The students’ work included copying papyri, writing their names using the hieroglyphic alphabet, and engraving the ancient Egyptian life-key and Horus eye on soap bars.

On display in the main hall of the IFAO is a painting of the jury scene, one of the chapters of the Book of the Dead that was copied by the children. Hassan Selim, a professor of Egyptology at Ain Shams University and a researcher at the IFAO, described the painting as reflecting modern Cairo as well as the pharaohs and ancient Egyptian gods by the River Nile.

The painting shows ancient Egyptian gods playing music and modern air force planes flying over the Pyramids. Selim said the children had been affected by contemporary events since the 25 January Revolution.

The project was part of celebrations marking the 200th anniversary of the publication of Champollion’s book L’Egypte sous les Pharaons (Egypt under the Pharaohs), published in Paris in 1814. An original edition of the book was on display at the event.

“This book was published before Champollion was able to discover the key to the hieroglyphic language. It was a beginning to his attempt to understand hieroglyphics,” Michel said.

The book deals with topics such as the religion, language, history and geography of ancient Egypt before the Persian invasion in the 6th century BCE.

Egyptologist Arnette Marie-Lys Arnette told the Weekly that the Book of the Dead had been chosen for several reasons.

It is a very important religious text, she said, and working on it was an opportunity to explain Egyptian funerary concepts to the children. It contains texts and images, so the children can copy the hieroglyphics and have fun at the same time. One of the three Egyptologists working on the project, Florence Albert, is a specialist on the text, she said.

Arnette said that this was the first time she had worked on such a scale with school students, helping them to learn and practice writing hieroglyphics. Many of them wrote their names, and all were enthusiastic and willing to participate in the project, she said.

Michel said the project aimed at creating teamwork among the students and a spirit of cooperation rather than competition. The schools involved had selected the chapters they wanted to work on based on a Ptolemaic copy of the Book of the Dead provided by the IFAO.

Arnette said that Chapter 125 was included because it showed one of the main themes of the Book of the Dead, the judgement of the dead in the presence of the god Osiris. The heart of the deceased, seat of emotions and thoughts, is shown being weighed, the divine jury then deciding whether the dead will live forever in heaven or be devoured by a monster and be condemned to eternal nonexistence.

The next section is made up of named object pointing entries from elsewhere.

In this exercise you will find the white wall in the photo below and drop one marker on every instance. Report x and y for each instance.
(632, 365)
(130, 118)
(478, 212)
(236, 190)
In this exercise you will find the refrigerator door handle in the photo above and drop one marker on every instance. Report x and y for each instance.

“The results of the project were amazing,” Arnette said, adding that the children had carved hieroglyphs in soap so they could discover different carving techniques and understand their difficulty and written texts on potsherds so they could understand the writing tools used in ancient Egypt.

Each class wrote and drew its own Book of the Dead, and all of them were very different from one other. Some of them were very close to the ancient copy, whereas others were funny and more up-to-date, she said.

“All the material has been returned to the teachers, so they can organise new exhibitions in their schools. Then the Books of the Dead produced will be framed and kept in the schools. The written potsherds, called ostraca, and the carved soap will be returned to the pupils, so they can keep reminders of the event,” Arnette concluded.